Действительное значение «Уступок» состоит в их конструктивном подходе. Созыв Парламента объявляли на 10 июля и после обычного перерыва в работе собирались 1 августа. Французские уполномоченные должны были известить короля и королеву о таком соглашении и попросить их признать, что созванное таким образом Собрание является таким же юридически действенным, как если бы его созывали сами правители. На заседании этого Парламента должны присутствовать все, «находящиеся в употреблении, без запугивания или сдерживания со стороны каких-либо лиц».

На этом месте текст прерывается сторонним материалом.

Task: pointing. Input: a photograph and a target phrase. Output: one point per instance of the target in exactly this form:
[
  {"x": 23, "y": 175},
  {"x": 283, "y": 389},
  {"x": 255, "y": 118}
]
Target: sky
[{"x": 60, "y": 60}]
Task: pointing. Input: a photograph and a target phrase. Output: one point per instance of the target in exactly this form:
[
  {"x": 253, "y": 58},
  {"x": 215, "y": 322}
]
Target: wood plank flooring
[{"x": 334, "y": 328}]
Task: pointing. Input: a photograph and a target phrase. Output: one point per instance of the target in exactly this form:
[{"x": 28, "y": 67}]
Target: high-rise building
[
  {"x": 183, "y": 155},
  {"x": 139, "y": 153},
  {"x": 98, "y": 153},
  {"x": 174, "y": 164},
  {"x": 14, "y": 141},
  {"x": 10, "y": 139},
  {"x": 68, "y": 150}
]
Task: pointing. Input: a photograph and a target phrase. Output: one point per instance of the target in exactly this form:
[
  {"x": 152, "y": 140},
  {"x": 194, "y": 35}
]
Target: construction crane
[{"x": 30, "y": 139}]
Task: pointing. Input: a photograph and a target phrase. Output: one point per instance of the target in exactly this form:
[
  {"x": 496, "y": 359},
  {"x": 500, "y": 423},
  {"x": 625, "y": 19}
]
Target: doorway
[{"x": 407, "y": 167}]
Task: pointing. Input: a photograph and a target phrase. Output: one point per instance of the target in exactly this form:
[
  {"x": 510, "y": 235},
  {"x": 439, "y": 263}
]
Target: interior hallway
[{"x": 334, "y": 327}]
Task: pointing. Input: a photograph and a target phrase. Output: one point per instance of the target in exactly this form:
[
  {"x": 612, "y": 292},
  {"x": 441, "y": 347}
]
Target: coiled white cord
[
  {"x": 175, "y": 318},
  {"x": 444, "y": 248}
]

Собравшись, Парламент должен был избрать 24 достаточно известных человека, из которых королева выберет семерых, а Парламент пятерых для создания Государственного Совета. Было решено заменять любого члена совета, который становится безучастным, другим представителем той же партии и гарантировать, что в случае расширения Совета, королева всегда сохраняет большинство.

Добавлялось, что впредь никакой иностранец не может быть государственным служащим, а служитель Церкви - казначеем или ревизором. Парламент должен был принять закон о помиловании, а дворяне обязались соблюдать все условия договора. Ни они, никто другой не могли собираться с оружием (за исключением случаев, допускаемых законом и традициями государства), приглашать иностранных солдат, участвовать в предприятиях, направленных против власти королевы и Совета, под страхом восстания.

Несмотря на то, что таким образом были достигнуты договоренности в политической сфере, чтобы предать забвению ссоры прошлого и основать хорошее правление ради будущего, относительно религии твердого решения не было принято. Последняя статья документа гласила, что французские депутаты никоим образом не могут вмешиваться в Статьи, касающиеся религии, представленные со стороны дворян и простого народа Шотландии, показывая, что они настолько важны, что должны передаваться на решение королю и королеве во Франции. Соответственно, последующее собрание сословий должно было выбрать нескольких достойных человек для направления к их Величествам и изложения им вопросов религии и других проблем, по которым французские депутаты не могли принимать решение. Эти делегаты должны были иметь с собой ратификацию со стороны Парламента соглашений, достигнутых в «Уступках», и получить в обмен ратификацию короля и королевы.